Malaysians must ensure that Malaysia does not end up like Sri Lanka, one of the most prosperous Asian nations more than half a century ago but which took a wrong turn in nation-building and is now virtually a failed state
During my schooldays in Batu Pahat in the fifties, Ceylon (which later changed its name to Sri Lanka in 1972 after becoming a republic) was one of the most prosperous countries in Asia, more developed than many Asian countries like Thailand, South Korea, India, Pakistan and Burma.
But it took a wrong turn in nation-building policies and today after more than half a century later, it is on the verge of becoming a failed state.
It has defaulted on its foreign debts for the first time since its independence, and the country’s 22 million people are facing crippling 12-hour power cuts and an extreme scarcity of food, fuel and other essential items, such as medicines.
Inflation is at an all-time high of 17.5 per cent, with prices of food items such as a kilogram of rice soaring more than six times and a 400g packet of milk powder increasing its price more than four times.
CNN reported: “Surgery by mobile phone light and reusing catheters: Sri Lanka's economic woes push hospitals to the brink of disaster”.
Malaysians must learn where Sri Lanka went wrong, for instead of peace, unity, prosperity and progress for all Sri Lankans, there was only strife, suffering, division and even civil war in Sri Lanka – and now, a failed state.
Malaysia was another country with great promise at the last mid-century. But in the past half-a-century, Malaysia lost out to Taiwan, South Korea, Singapore and Vietnam. Will we lose out to more countries, even to Indonesia and the Philippines, come 2,040 or 2,050?

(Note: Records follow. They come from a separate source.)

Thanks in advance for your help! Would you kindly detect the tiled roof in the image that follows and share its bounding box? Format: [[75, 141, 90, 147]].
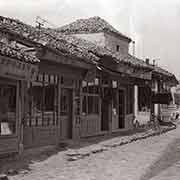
[[0, 16, 98, 63], [0, 42, 39, 63], [0, 16, 177, 80], [115, 54, 152, 69], [154, 66, 174, 77], [57, 16, 131, 41]]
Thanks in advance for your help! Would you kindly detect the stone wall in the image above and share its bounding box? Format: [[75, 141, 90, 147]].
[[104, 33, 129, 54], [73, 32, 105, 47]]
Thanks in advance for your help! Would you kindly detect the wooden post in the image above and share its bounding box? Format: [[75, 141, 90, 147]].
[[134, 85, 138, 118]]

Can we save Malaysia from the fate of another Sri Lanka?
This is the challenge and mission of the new generation of Malaysian youths.
When I became DAP Secretary-General in 1969, the average age of DAP Central Executive Committee (CEC) members was about 34 years old. We began as a very youthful party and why in our early days, there was no need for a youth wing for the whole DAP party was basically a youth movement.
Now, the average age of the new DAP CEC elected and co-opted members is 49 years old, still a comparatively youthful party.
But we have to be more conscious of the role of the young and the old in the struggle to make Malaysia a world-class great nation – and in particular to ensure space where Malaysians from 18 to 21 years can play their role in the making of the Malaysian nation.